We also need more transparency. We need a genuinely publicly accessible register of trusts, with an appropriate definition of “legitimate interest”. The Government have chosen to adopt the most restrictive definition they could. As has been repeatedly mentioned, we need proper country- by-country reporting, and we need it to be public. It only needs to be switched on. The House passed it back in 2016. What are the Government waiting for? They need to put it into action.

We also need action on shell companies. I was pleased to hear the comments from SNP speakers in this regard. Labour has said that the Government could have raised £8.4 million each day in fines on Scottish limited partnerships if they had done what they said they would do, which was to force the publication of persons with significant control of those companies. They did not levy those fines and have not taken action, and we are seeing the same things happening with other limited partnerships that we saw with SLPs.

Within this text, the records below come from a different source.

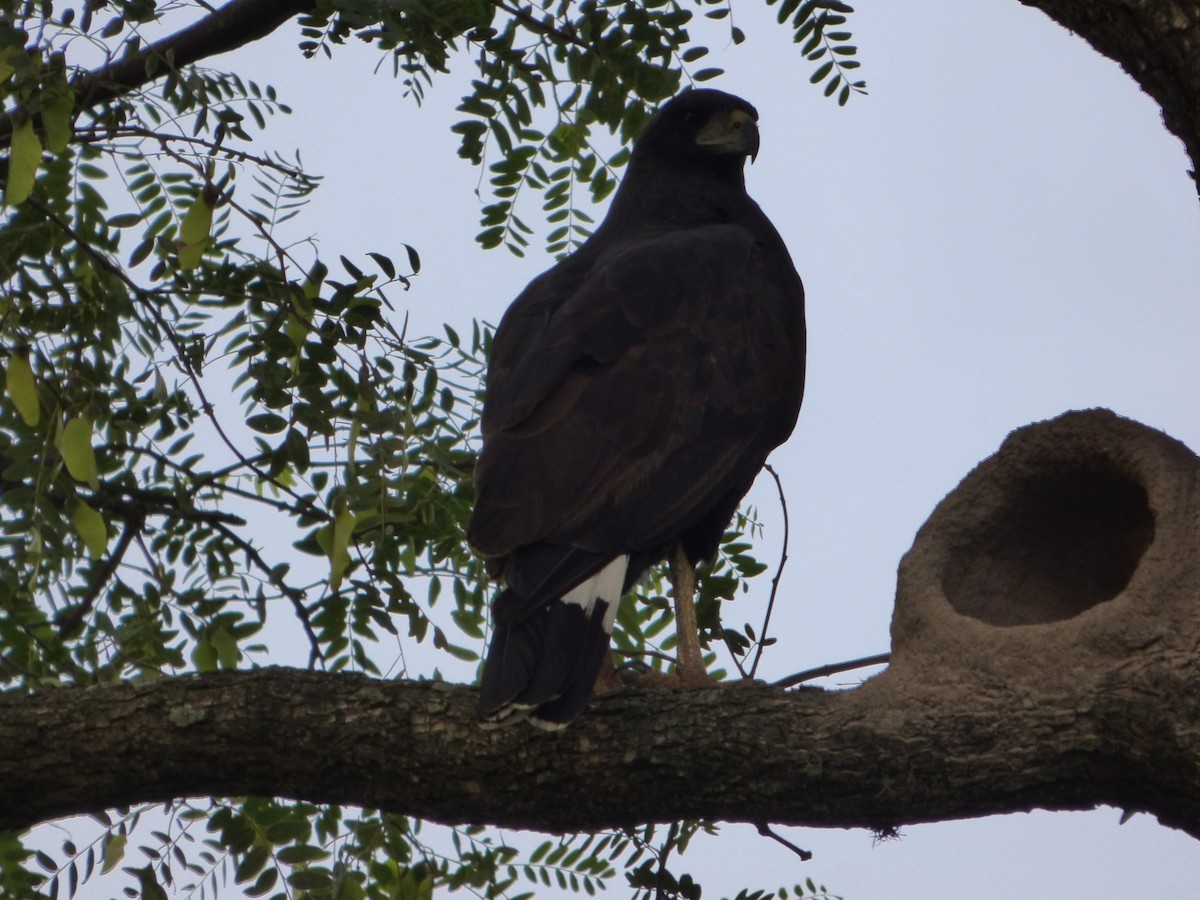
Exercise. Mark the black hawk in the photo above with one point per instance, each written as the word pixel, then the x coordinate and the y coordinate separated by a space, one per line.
pixel 634 393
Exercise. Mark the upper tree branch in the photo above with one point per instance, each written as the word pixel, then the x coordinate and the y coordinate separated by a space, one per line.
pixel 1157 42
pixel 235 24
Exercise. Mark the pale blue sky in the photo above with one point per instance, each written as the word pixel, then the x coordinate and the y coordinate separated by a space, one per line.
pixel 1000 232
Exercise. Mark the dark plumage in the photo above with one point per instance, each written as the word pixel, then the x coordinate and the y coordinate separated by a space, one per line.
pixel 634 393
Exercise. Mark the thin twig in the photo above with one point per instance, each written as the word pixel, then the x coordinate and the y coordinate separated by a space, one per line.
pixel 829 669
pixel 67 621
pixel 765 831
pixel 779 573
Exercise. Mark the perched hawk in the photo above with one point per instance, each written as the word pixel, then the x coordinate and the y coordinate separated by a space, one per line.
pixel 633 394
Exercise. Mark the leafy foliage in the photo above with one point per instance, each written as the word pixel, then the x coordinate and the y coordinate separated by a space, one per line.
pixel 210 438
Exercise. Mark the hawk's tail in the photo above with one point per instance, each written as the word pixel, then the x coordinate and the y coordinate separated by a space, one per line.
pixel 543 667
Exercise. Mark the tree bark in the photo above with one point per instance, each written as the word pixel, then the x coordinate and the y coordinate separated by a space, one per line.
pixel 1157 42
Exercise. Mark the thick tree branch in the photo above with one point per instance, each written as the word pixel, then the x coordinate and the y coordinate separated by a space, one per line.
pixel 1044 655
pixel 876 757
pixel 1157 42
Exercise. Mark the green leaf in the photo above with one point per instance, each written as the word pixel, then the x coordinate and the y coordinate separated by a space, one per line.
pixel 226 646
pixel 114 851
pixel 267 423
pixel 90 527
pixel 77 453
pixel 24 159
pixel 193 232
pixel 340 543
pixel 125 221
pixel 57 120
pixel 22 388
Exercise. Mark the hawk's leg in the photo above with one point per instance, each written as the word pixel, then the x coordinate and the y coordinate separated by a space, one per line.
pixel 689 659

We have not had the reform of Companies House that we need, and we have delays with the introduction of the property register. We need proper enforcement in this area. Conservative Members have trumpeted the fact that the maximum prison term will be doubled, which is right, but when the Secretary of State was talking about convictions, he talked about all convictions in the area of duty as well. He mentioned the figure of 650. Let’s have a reality check on how many of those relate to complex tax crime. In 2017-18, only 88 criminal investigations were opened into serious and complex tax crime, and the number of criminal convictions since 2015 is 22, which is rather different from that 600-plus figure trumpeted earlier.

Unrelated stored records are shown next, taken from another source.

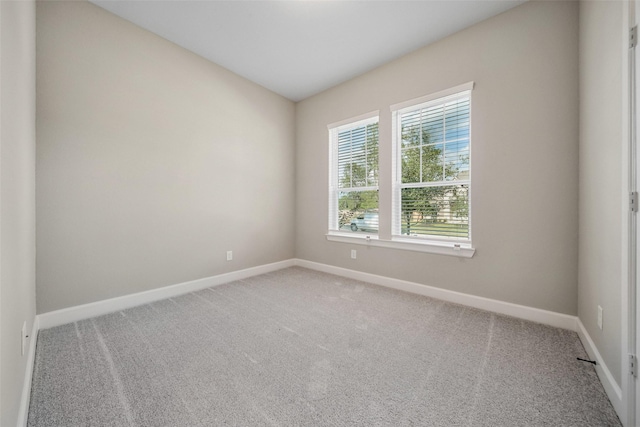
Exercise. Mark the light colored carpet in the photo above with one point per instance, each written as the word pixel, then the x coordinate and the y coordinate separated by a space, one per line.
pixel 297 348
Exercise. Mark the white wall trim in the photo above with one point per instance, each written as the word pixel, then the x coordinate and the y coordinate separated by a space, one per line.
pixel 23 413
pixel 98 308
pixel 611 386
pixel 86 311
pixel 546 317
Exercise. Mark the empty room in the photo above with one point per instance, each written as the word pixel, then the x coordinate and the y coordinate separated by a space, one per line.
pixel 331 213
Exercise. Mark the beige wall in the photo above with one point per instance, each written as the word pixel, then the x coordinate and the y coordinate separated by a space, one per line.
pixel 524 157
pixel 152 162
pixel 601 134
pixel 17 197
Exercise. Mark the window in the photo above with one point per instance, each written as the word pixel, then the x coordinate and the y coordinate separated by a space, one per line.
pixel 432 169
pixel 426 199
pixel 353 193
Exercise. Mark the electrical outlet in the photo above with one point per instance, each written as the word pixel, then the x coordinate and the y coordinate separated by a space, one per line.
pixel 600 317
pixel 24 336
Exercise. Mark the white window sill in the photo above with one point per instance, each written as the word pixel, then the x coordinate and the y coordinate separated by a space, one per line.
pixel 432 247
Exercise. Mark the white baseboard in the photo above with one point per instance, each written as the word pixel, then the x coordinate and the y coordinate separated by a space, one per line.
pixel 98 308
pixel 86 311
pixel 611 387
pixel 546 317
pixel 23 413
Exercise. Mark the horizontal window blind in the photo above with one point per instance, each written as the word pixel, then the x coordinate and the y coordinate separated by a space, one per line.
pixel 431 194
pixel 353 195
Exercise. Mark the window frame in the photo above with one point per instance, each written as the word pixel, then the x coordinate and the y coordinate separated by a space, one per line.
pixel 334 187
pixel 397 110
pixel 387 144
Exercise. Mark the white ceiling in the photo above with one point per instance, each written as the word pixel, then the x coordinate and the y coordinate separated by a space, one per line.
pixel 300 48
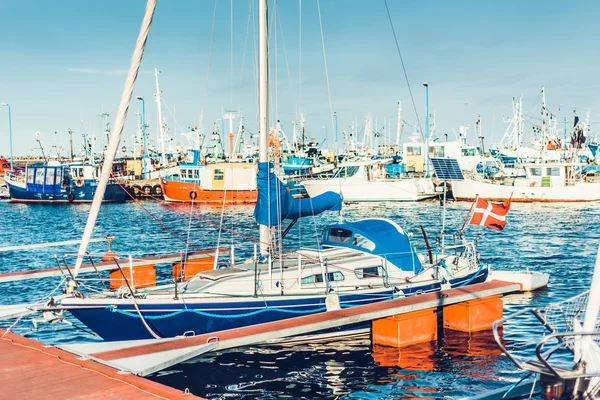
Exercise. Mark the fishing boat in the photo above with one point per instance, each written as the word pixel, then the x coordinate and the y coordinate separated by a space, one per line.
pixel 71 183
pixel 370 180
pixel 218 183
pixel 4 166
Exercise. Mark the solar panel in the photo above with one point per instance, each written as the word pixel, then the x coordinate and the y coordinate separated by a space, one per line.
pixel 447 169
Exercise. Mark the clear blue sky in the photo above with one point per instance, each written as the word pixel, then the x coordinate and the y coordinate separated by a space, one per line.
pixel 60 60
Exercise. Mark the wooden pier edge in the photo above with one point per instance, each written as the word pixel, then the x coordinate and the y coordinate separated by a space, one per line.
pixel 32 352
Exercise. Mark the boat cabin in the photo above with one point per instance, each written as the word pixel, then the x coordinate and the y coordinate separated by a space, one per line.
pixel 377 236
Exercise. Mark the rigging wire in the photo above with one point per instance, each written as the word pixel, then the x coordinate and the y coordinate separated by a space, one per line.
pixel 212 36
pixel 326 69
pixel 404 69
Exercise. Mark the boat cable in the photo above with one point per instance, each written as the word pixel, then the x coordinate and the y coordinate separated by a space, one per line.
pixel 404 70
pixel 252 239
pixel 326 69
pixel 210 46
pixel 121 184
pixel 39 302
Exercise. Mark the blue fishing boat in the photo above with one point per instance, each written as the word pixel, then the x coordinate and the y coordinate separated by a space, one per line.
pixel 71 183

We also need an appropriately funded HMRC. I am rather less blasé about the reductions in headcount in HMRC than Government Members appear to be. That those numbers are falling faster in this country than in any other European country aside from Greece is something we should be worried about, particularly in relation to the size of the wealthy unit, as was appropriately mentioned by the hon. Member for Glasgow South West (Chris Stephens). Even aside from those numbers, the staff turnover at HMRC is one of the highest worldwide and morale has dropped precipitously. I encourage those on the Government Front Bench to get a grip of the contract that is driving the changing nature of the HMRC estate and see whether it is delivering value for money. It is not; all the upheaval is costing money. HMRC has lost 17,000 years of staff experience in the last year alone through redundancies and departures.

We are told continually that the tax gap has been dropping, but as many speakers have said, the definition of “tax gap” is highly contested and does not include many different aspects of profit shifting. Groups such as Tax Watch UK have adopted a much more sensible approach that looks at overall profits, and of course if we had CBCR, we could assess that even better. We also need to interrogate the 100 additional measures mentioned by the Government. I encourage Conservative Members to look at the difference in those measures between what the Government initially proposed and what happened after consultation. The kinds of processes rightly mentioned by my hon. Friend the Member for Coventry South were evident. Measures are being watered down time and again.

Overall, we know from the evidence that people feel that the Government are not doing enough to tackle tax avoidance and evasion. We know that from the figures, and also from people’s experience of the tax system. If we took the money that is owed by some of those tech companies alone, we would have the funds that we need to, for example, almost double school funding in the north-east.

The Government have a decision to make. They can keep cutting services, or they can generate the funds that are needed from a fair tax system. I hope that they will finally step up to the plate.